Now let me remind you what "compassion" means. According to Merriam-Webster Online (which, by virtue of being online, really ought to be easily accessible to bloggers), compassion is the "sympathetic consciousness of others' distress together with a desire to alleviate it." By that definition, there is nothing particularly compassionate about giving ventilator insurance to a person who really feels a more urgent need for milk or eggs. One might even say that choosing to ignore the major sources of others' distress is precisely the opposite of sympathetic consciousness.
There is room for a great deal of disagreement about how much assistance rich people should give to poor people, either voluntarily or through the tax system. But surely whatever we do spend should be spent in the ways that are most helpful.
Therefore there's no use arguing that the real tradeoff should not be ventilators versus milk but ventilators versus tax cuts, or ventilators versus foreign wars. It's one thing to say we should spend more to help the poor, but quite another to say that what we're currently spending should be spent ineffectively.
This is not to deny that the health-care system needs a massive overhaul; it does. But that's not the issue on the table here. The issue is: Given the current system, should or should not the federal government (or Baylor Medical Center, or somebody) effectively guarantee that nobody will ever die for lack of a ventilator? In other words, should poor people be given ventilator insurance?
The bloggers at Daily Kos say yes. But for the same cost, we could give each of those people a choice between ventilator insurance on the one hand or $75 cash on the other hand. If it turns out that I'm wrong and they all want the ventilator insurance, so be it. But why not at least ask them?
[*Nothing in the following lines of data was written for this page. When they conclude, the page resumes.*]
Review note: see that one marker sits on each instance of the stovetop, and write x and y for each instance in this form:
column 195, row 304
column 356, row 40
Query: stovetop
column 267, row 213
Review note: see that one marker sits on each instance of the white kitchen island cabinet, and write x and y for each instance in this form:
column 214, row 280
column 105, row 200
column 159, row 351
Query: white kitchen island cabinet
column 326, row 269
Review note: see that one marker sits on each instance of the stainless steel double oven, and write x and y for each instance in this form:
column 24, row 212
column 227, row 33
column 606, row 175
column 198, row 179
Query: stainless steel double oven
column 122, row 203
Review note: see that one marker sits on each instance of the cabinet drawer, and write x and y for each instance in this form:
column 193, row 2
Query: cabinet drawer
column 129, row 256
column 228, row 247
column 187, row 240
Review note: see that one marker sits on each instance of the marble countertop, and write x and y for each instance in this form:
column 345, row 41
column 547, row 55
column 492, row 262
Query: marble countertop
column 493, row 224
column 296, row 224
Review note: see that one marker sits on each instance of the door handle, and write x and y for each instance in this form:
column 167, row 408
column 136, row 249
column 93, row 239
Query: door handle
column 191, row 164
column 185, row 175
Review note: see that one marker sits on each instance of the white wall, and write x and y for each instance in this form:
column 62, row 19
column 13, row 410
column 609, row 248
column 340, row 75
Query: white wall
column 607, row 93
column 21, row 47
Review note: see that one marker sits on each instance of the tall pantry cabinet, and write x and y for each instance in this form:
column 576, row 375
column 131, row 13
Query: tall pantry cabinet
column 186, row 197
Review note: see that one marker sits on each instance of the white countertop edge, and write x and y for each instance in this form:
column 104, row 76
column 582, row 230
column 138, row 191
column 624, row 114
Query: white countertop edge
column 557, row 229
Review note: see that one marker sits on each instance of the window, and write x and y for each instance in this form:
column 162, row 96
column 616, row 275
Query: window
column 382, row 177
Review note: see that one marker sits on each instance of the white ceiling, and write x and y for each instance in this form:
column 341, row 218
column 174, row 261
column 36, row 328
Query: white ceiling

You can't do that with every government service. You can't offer people a choice between police protection and its cash value, because police patrols tend to protect entire neighborhoods at once, not just specific individuals. You might not want to offer people a choice between a flu vaccine and its cash value, because you'd really prefer to have vaccinated neighbors. But critical life support isn't like that; the benefits are targeted to specific individuals. There's no reason those individuals shouldn't be allowed to choose different benefits if they want them.
Tirhas Habtegris would probably have taken the cash. Then she'd have gotten sick and regretted her decision. And then we as a society would have been in exactly the same position we were in last week—deciding whether to foot the bill to keep Ms. Habtegris alive a little longer.
At that point, there's a powerful human instinct to come to the rescue. Well, more precisely, there's a powerful human instinct to demand that someone else come to the rescue. (I'm guessing that in the wake of the Habtegiris case, nobody at the Daily Kos has taken to funding ventilator insurance for the poor.) Be that as it may, choices have to be made. A policy of helping everyone who needs a ventilator is a policy of spending less to help the same class of people in other ways. Accounting for "economic considerations" means—by definition—trying to give people what they'll value the most. In other words, economic considerations are the basis of true compassion.